# DESCRIPTION OF NOTEBOOKS

`Spectra_To_Model_Data.ipynb` will read in the XY files and turn them into train / test / validation datasets in a .npy format which can be used as input into models.

`Train_Run_Models.ipynb` will load in the .npy files and train Random Forest models for every system. By default, it will generate the same figures which were featured in the paper.




# DESCRIPTION OF DIRECTORIES

`Model data` contains .npy files corresponding to the spectra (x labels) featurized as either pointwise or polynomial spectra according to various labels (coordination number, mean nearest neighbor distance, and bader charge).

`Spectra_to_Model_Data.ipynb` will convert spectral data to model data.

`Train_Run_Models` trains and runs the models and generates the result figures used in the publication.

`spectral_data` contains in the `M_XY.json` files (where M is a metal), dictionaries containing the processed spectra which have a large number of keys, some of which are holdovers from things that we tried that were not ultimately used in the paper.

The keys are:

SPECTRA KEYS:
- `E`, `mu`, `E0`, `k`, `mu0`, `chi`, are all outputs from FEFF.
- `mu_norm` is the absorption normalized to 1. 

LABEL KEYS:
- `guessed_oxy` is the guessed oxidation number of the absorbing atom based on pymatgen's guess oxidation number functionality.
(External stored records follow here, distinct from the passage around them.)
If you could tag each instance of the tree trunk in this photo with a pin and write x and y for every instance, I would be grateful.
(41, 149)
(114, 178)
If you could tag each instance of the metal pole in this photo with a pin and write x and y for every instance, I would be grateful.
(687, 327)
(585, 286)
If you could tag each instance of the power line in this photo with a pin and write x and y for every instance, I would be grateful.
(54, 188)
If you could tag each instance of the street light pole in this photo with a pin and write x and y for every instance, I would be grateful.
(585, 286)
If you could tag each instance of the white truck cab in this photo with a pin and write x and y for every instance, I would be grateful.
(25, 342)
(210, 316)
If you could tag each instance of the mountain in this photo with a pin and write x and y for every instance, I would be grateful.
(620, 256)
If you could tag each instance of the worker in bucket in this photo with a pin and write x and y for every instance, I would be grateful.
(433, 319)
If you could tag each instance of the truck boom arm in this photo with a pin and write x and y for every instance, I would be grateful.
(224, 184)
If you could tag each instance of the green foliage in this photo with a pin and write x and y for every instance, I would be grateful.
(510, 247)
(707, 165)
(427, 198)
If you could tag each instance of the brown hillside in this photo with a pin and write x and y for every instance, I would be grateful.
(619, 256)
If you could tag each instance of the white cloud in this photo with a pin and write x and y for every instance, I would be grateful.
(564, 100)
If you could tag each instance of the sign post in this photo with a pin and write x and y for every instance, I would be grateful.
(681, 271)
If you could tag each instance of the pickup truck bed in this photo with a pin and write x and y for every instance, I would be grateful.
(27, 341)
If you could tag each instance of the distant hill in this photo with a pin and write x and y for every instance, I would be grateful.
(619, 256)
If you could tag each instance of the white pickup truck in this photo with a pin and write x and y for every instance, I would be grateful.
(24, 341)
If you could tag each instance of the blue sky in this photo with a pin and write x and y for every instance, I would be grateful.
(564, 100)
- `coord_vector` is a vector of coordination similarity computed using 
pymatgen and the CrystalNNFingerprint featurizer in matminer. This method 
was shown by Chen and Zheng to work very well as a coordination label in 
https://doi.org/10.1016/j.patter.2020.100013 . (We computed this after the 
preceding paper was published as a preprint for some internal testing, but 
did not use it within the manuscript we submitted.)
- `coordination` describes the coordination number.
- `one_hot_coord` is a length-three vector corresponding to four, five, or six fold coordination.
- `nn_indexes` are the indexes within the structure that are nearest neighbors.
- `nn_species` are the species of atoms coordinating the absorbing atom.
- `nn_dists` are the distances of the nearest neighbor atoms.
- `avg_nn_dists` is the mean of nn_dists.
- `nn_min-max` is the difference between the furthst and closest of the nearest neighbor atoms. (This was not used as a label in the paper).
- `mp_baders` are bader charge values from the Materials Project.
- `oqmd_baders` are the same, from the Open Quantum Materials Database.
- `valid_bader` is if the bader charges present are to be used or not.
- `bader` is a single bader charge value associated with the absorbing atom.
- `metadata` is metadata about the spectrum. "feff" origin means it was computed by TRI. Otherwise, it cites that the spectrum was from the materials project with MP-id;  'scrape' means we used the Materials Project API.

DATA AUGMENTATION KEYS:
- `mu_stretch` and `mu_squeeze` are spectra which were contracted or expanded by a factor of 5% for data augmentation purposes.
- `mu_norm_stretch` and `mu_norm_squeeze` are the same as above but for a normalized mu.
- `mu_dilate` and `dilate_factor` are randomly stretched/squeezed by a factor indicated in dilate_factor.
- `mu_p1`, `mu_p2`, `mu_m1`, and m`u_m2` are the spectra shifted by +-1/2 eV (p for plus. m for minus)
- `mu_rand_shift` and were randomly shifted by a factor indicated by rand_shift.